Public sector unions losing members, cash, and clout
Government employee unions suffered a blow in June when the Supreme Court ruled they could not force non-union members to pay dues. While a few states are trying to roll back the Court ruling, nationally, the toll on labor has been quick and costly:
In New York, Pennsylvania and Illinois, state governments have stopped collecting millions of dollars in agency fees following a high court ruling banning the practice. Before the ruling, public workers in 22 states who didn’t want to join a union were often required to pay agency fees, which cover collective bargaining costs and can equal as much as 90% of dues paid by members.
Pennsylvania stopped collecting agency fees from 24,000 state workers that totaled $6.6 million last year, a state official said.

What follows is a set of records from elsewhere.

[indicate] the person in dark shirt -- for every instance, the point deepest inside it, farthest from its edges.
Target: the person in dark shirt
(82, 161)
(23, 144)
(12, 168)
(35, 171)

The figure is expected to grow because it doesn’t include workers at municipalities across the state. In New York, which has the highest rate of public sector union membership, the state stopped collecting agency fees in July from 31,000 state workers which totaled between $9 million and $10 million last year, a spokeswoman for the New York State Comptroller said. That tally is also expected to grow because it doesn’t include local agency fees.
By one estimate, unions in New York state overall will lose $112 million in agency fees from 200,000 state and local workers, based on what workers paid in 2016, according to the Empire Center, a conservative think tank in Albany.
While public sector unions continue to adjust to their new normal, one other thing that will result is the decline in union cash flowing into the coffers of political candidates -- the overwhelming majority of whom are Democrats. Losing money, members and not a little clout is a bad deal for the left. But for workers, and in the long-run, taxpayers and everyone who uses government services, it's very good news.